Case presentation: We present an 11-year-old boy with progressive walking difficulty for two years and associated decrease in appetite and chronic constipation. Physical examination revealed mild soft goitre, proximal lower limb weakness, areflexia (except for preserved weak ankle reflex), soft hypertrophy of bilateral calf muscles and latissimus dorsi, with bilateral dynamic ankle joint contractures. Investigations showed moderately elevated total serum creatine phosphokinase (CPK) levels, elevated serum thyroid stimulating hormone (TSH), low free T4, normal free T3 and elevated serum anti-thyroid peroxidase and anti-thyroglobulin antibody titers. A diagnosis of hypothyroidism secondary to Hashimoto's thyroiditis with Kocher-Debre-Semelaigne syndrome (KDSS) (thyroid myopathy) was made while multiplex ligation-dependent probe amplification confirmed DMD. He was started on steroids and levothyroxine. On follow up, he had improvement in activity, appetite and motor movements (North Star Ambulatory Assessment score 3 to 7).

Conclusion: As a very rare coincidence, our patient suffered from two different diseases with similar presentation which are DMD and KDSS. Subtle clinical clues of joint contractures and goitre helped us identify these unrelated co-existing diseases. An alternate diagnosis must be thought of when all clinical findings cannot be explained by a single disease.
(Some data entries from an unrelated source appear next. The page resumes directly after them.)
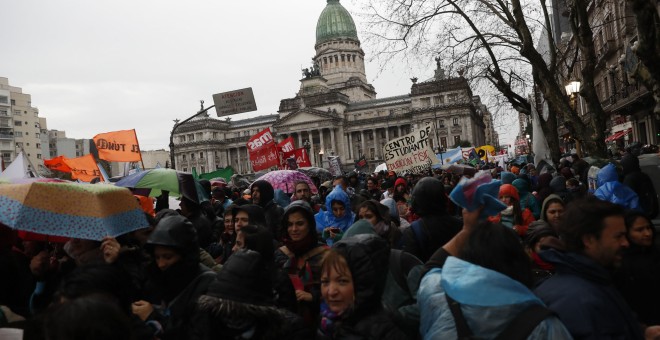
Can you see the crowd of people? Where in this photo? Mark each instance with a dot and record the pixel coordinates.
(367, 257)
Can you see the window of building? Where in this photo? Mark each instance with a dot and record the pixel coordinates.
(426, 102)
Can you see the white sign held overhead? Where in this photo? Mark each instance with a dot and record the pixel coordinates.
(233, 102)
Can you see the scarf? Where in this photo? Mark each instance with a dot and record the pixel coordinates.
(328, 320)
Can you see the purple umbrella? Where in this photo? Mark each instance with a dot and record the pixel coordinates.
(285, 180)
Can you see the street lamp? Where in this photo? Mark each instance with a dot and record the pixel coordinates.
(176, 126)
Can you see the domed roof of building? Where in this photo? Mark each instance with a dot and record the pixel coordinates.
(335, 22)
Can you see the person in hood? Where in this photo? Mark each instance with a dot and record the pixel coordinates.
(353, 276)
(496, 293)
(582, 292)
(240, 304)
(300, 257)
(263, 195)
(513, 216)
(641, 184)
(527, 200)
(611, 190)
(176, 279)
(638, 278)
(338, 216)
(553, 209)
(435, 226)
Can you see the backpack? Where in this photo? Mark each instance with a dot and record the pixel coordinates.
(518, 328)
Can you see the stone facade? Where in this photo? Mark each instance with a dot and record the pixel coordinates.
(338, 112)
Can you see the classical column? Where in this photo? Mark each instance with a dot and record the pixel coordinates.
(364, 152)
(333, 146)
(349, 145)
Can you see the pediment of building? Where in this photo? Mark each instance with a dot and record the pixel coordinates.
(306, 115)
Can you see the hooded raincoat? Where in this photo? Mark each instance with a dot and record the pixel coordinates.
(326, 219)
(489, 301)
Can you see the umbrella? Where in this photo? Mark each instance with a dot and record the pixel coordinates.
(70, 209)
(158, 179)
(312, 171)
(381, 167)
(459, 169)
(285, 180)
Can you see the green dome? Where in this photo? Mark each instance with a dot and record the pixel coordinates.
(335, 22)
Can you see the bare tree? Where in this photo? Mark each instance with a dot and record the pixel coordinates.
(496, 41)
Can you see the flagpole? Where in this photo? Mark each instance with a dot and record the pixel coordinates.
(137, 141)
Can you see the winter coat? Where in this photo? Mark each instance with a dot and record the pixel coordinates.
(367, 257)
(239, 305)
(272, 211)
(489, 301)
(437, 226)
(611, 190)
(638, 280)
(325, 219)
(527, 200)
(583, 296)
(641, 184)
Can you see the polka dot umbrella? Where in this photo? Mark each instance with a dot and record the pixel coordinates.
(86, 211)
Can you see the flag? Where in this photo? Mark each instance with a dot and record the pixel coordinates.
(83, 168)
(225, 173)
(118, 146)
(57, 163)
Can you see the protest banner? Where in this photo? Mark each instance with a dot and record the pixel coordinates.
(83, 168)
(118, 146)
(411, 152)
(263, 151)
(57, 163)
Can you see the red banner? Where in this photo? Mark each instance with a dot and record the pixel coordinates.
(57, 163)
(118, 146)
(83, 168)
(302, 159)
(286, 145)
(261, 139)
(264, 157)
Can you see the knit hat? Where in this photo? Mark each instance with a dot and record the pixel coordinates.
(509, 190)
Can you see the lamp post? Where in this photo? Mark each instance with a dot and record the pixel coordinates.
(572, 90)
(177, 124)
杜氏肌营养不良伴Kocher-Debre-Semelaigne综合征:双重危险。
背景:杜氏肌营养不良症(DMD)是一种儿童期早期发病的进行性x连锁肌营养不良病。受影响的个体主要表现为下肢近端无力和小腿肌肉组织的假性肥大,这是一个突出的迹象,预示着下肢大关节挛缩的开始。Kocher-Debre-Semelaigne综合征(KDSS)是指长期甲状腺功能减退的儿童发生的肌肉假性肥厚。病例介绍:我们报告了一名11岁的男孩,患有进行性行走困难两年,并伴有食欲下降和慢性便秘。体格检查显示轻度软甲状腺肿,下肢近端无力,反射性屈曲(保留的踝关节反射弱除外),双侧小腿肌肉和背阔肌柔软肥大,双侧踝关节动态挛缩。调查显示血清总肌酸磷酸激酶(CPK)水平中度升高,血清促甲状腺激素(TSH)升高,游离T4低,游离T3正常,血清抗甲状腺过氧化物酶和抗甲状腺球蛋白抗体滴度升高。诊断为继发于桥本甲状腺炎并kocher - debree - semelaigne综合征(KDSS)(甲状腺肌病),多重结扎依赖探针扩增证实DMD。他开始服用类固醇和左甲状腺素。随访时,患者活动、食欲和运动能力均有改善(北极星动态评估评分3 - 7分)。结论:作为一个非常罕见的巧合,我们的患者患有两种不同的疾病,表现相似,即DMD和KDSS。关节挛缩和甲状腺肿的微妙临床线索帮助我们识别这些不相关的共存疾病。当所有的临床表现不能用一种疾病来解释时,必须考虑另一种诊断。
本文章由计算机程序翻译,如有差异,请以英文原文为准。